Hulstyn in the interview showed bias when talking about high school sports. Speaking on injuries from the perspective of a high school sports star, which is perfect in this specific ISearch topic. This interview was the day before Hulstyn performed reconstructive surgery on a sports related knee injury, which made the information extremely current. The scope of this interview was guided with the prematurely formulated questions, which kept the interview exactly in the direction it was intended to go. “Protecting Kids From Sports Injury. ” World Book Science Year. 01 Aug. 2009. eLibrary Science.
Web. 15 Nov 2010. The World Book is a very reputable source when it comes to scientific research, such as physical injuries. The lens is through kids who are playing sports; there are cases of injuries that are found early, but if left unchecked could have required surgery, making it very bias against playing on an injury. The source being from last year makes it very current and up-to-date with medical terminology. The article covers very realistic situations; it is somewhat narrow because it never ties in an unlikely freak injury.

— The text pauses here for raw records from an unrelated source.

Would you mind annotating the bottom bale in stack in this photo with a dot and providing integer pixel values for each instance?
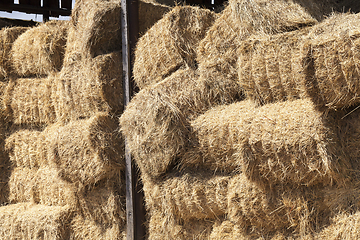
(32, 221)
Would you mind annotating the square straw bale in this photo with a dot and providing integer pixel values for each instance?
(164, 227)
(188, 195)
(272, 68)
(27, 149)
(7, 38)
(156, 123)
(150, 13)
(296, 210)
(170, 44)
(28, 101)
(40, 50)
(282, 142)
(103, 204)
(84, 88)
(86, 150)
(333, 61)
(5, 171)
(88, 229)
(31, 221)
(343, 226)
(217, 57)
(95, 29)
(41, 186)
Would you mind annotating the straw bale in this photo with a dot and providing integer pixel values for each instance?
(217, 52)
(29, 221)
(217, 57)
(281, 142)
(87, 150)
(40, 50)
(227, 230)
(41, 186)
(188, 195)
(7, 38)
(86, 229)
(344, 226)
(86, 87)
(334, 61)
(170, 44)
(272, 68)
(278, 15)
(150, 13)
(155, 121)
(163, 227)
(28, 101)
(282, 207)
(95, 29)
(4, 178)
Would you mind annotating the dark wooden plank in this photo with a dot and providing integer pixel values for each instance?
(135, 211)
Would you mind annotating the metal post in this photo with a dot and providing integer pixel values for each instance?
(135, 213)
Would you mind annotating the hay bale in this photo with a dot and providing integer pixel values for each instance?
(286, 208)
(150, 13)
(155, 122)
(28, 101)
(87, 229)
(86, 87)
(27, 149)
(95, 30)
(29, 221)
(7, 38)
(41, 186)
(283, 142)
(170, 44)
(4, 178)
(163, 227)
(40, 50)
(272, 68)
(86, 150)
(334, 61)
(188, 195)
(101, 213)
(217, 52)
(344, 226)
(227, 230)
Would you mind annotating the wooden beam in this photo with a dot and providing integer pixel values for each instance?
(135, 212)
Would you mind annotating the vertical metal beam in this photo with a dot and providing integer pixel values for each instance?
(135, 213)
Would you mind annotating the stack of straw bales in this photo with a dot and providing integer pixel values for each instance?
(60, 114)
(258, 139)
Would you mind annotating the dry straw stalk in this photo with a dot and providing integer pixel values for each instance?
(283, 142)
(95, 30)
(163, 227)
(150, 13)
(188, 195)
(88, 150)
(320, 62)
(7, 38)
(40, 50)
(86, 87)
(28, 101)
(155, 122)
(29, 221)
(170, 44)
(41, 186)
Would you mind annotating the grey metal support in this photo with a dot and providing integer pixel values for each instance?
(135, 213)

Sharp, J. D. Personal interview. 5 Oct. 2010.
Sharp went through a traumatic accident while skiing, which resulted in a torn ACL, giving him the perfect perspective to answer questions of the physical and mental aspect of an ACL tear. The interviewee’s POV was that of someone who has not come out of the end of ACL reconstruction, which gives a somewhat negative bias on the subject. The injury occurred last winter, but the feelings of what it put him through are still very much present, which gives it a very fresh current feel. We covered every question I had for the interviewee and then some, making the interview very detailed, and in depth. Study Finds ACL Injuries More Common on FieldTurf. ” ProFootballTalk. 12 Mar. 2010. Web. 15 Nov. 2010. The authority is a professional football (New York Jets) team’s physician, giving it a professional outlook. The POV is written from a team’s medical staff, giving specific facts of how and why turf makes injuries occur more often. This article was posted online earlier this year at the beginning of the football season which makes it very current information. The focus of this article is very precise and goes into extensive detail of the one subject. Zumerchik, John. “Knee. ” Encyclopedia of Sports Science.

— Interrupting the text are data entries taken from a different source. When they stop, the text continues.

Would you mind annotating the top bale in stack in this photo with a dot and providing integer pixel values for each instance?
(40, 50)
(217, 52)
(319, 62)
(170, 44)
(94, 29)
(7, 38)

Vol. 2. New York: Macmillan, 1997. 668-99. Print. Zumerchik has written over twelve encyclopedias in all, ten of which having to do with sports, two of which are science/history related, showing his is a trustworthy well-known source. The fact that he is such a prestigious sports encyclopedia author, he most likely puts his own opinion on things when writing, just because of his large amount of experience. The scope of his work has gotten more and more pin pointed in each encyclopedia, and when his latest Sports Science encyclopedia came out in 1997, most of the articles are still relevant to sports today.